In deep memory configurations, the synthesis attribute RAM_DECOMP can be
applied in the RTL to improve memory decomposition and reduce power consumption. When
applied, the memory is configured in a wider arrangement of primitives instead of a deep
and narrow configuration.
When the CASCADE_HEIGHT attribute is used together with
RAM_DECOMP, synthesis inference gains more granular control over
cascading. This provides balanced power and performance. While this approach requires
additional address decoding logic, it reduces the number of block RAMs accessed at a
time, helping to lower power consumption.
For example, applying
RAM_DECOMP = power and
CASCADE_HEIGHT = 4 infers 16 RAMB36E2
blocks and decomposes the memory as shown below.
The base primitive in this configuration is 32 × 1K. Four block RAMs are cascaded to form a 32 × 4K configuration.
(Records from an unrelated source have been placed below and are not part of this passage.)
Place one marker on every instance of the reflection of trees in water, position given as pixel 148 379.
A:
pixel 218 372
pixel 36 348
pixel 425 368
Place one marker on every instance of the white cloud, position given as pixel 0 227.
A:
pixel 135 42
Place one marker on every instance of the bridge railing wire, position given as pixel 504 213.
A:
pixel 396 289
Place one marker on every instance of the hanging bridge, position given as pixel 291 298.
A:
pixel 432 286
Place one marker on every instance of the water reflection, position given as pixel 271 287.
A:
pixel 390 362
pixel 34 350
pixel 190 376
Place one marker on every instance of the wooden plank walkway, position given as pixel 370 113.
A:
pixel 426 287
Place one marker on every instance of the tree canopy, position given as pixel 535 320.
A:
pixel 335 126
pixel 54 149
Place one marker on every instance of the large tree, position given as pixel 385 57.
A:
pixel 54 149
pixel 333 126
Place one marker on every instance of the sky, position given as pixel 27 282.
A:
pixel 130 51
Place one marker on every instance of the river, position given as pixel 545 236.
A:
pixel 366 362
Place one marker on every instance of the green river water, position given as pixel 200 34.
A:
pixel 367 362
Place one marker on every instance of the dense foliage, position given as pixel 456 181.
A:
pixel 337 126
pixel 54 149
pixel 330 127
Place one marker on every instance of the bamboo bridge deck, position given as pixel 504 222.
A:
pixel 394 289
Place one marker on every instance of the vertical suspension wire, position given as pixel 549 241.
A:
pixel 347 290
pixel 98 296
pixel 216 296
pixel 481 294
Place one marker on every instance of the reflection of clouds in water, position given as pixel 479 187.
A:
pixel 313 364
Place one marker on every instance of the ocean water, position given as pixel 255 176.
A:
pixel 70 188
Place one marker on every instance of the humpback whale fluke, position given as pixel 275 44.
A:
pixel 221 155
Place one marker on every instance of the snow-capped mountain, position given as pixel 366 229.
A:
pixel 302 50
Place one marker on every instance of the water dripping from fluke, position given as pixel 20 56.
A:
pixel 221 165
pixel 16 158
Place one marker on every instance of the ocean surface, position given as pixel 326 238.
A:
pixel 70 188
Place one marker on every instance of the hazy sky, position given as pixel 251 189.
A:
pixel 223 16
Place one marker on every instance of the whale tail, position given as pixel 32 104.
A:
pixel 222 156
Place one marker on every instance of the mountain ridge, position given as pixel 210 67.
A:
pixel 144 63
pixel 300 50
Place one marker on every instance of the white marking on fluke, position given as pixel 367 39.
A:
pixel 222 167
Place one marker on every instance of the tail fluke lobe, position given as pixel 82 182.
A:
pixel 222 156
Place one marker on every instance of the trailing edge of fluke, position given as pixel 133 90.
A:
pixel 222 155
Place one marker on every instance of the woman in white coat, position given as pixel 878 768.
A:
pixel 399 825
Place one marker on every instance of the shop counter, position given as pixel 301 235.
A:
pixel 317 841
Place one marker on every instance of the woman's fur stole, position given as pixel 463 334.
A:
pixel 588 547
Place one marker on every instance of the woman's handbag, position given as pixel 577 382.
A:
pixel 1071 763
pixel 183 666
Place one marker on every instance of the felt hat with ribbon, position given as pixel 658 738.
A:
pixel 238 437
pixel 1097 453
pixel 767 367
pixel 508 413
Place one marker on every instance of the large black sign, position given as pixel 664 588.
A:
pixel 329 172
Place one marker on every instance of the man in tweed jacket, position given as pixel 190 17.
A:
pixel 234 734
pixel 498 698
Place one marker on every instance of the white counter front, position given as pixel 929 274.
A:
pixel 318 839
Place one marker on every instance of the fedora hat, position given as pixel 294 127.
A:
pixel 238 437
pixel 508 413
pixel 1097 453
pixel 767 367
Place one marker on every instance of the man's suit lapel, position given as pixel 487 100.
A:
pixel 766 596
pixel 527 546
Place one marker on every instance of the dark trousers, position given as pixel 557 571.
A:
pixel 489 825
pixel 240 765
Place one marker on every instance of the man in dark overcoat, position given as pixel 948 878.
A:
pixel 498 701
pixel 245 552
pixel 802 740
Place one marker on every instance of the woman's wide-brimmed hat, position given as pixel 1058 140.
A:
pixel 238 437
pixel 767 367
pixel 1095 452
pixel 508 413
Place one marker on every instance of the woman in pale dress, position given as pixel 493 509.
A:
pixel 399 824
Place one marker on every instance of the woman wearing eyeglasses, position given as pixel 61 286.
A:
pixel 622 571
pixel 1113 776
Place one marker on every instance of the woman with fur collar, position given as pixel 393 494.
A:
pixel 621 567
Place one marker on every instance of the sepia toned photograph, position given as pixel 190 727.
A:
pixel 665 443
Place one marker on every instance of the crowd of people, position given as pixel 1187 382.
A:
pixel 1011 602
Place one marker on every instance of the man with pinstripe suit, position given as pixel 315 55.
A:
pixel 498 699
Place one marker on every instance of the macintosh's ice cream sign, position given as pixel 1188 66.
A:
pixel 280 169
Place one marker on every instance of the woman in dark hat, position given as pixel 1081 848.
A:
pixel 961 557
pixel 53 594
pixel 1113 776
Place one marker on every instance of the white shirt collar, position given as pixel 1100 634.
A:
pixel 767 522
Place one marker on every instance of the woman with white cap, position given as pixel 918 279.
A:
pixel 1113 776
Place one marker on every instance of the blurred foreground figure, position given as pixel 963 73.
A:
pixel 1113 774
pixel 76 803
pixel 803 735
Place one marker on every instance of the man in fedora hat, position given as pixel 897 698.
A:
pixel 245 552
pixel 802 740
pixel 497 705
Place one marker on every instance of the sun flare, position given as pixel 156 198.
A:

Four such parallel structures create a 16K-deep memory, with outputs multiplexed to generate the output data.
If only the
RAM_DECOMP
= power, 16 RAMB36E2 blocks are still inferred, but the
decomposition changes as shown in the following figure.
RAM_DECOMP Attribute
In this case, the base primitive is 32 × 1K, with eight block RAMs cascaded to form a 32 × 8K configuration. Two such parallel structures create a 16K-deep memory, with outputs multiplexed through a 2:1 MUX.
RAM_DECOMP Attribute
Power savings are similar in both configurations (Figure 2 and Figure 4), because only one block RAM is active at a time. However, performance differs: a four-level deep cascaded block RAM chain (Figure 2) provides better performance than an eight-level deep cascaded block RAM chain (Figure 4).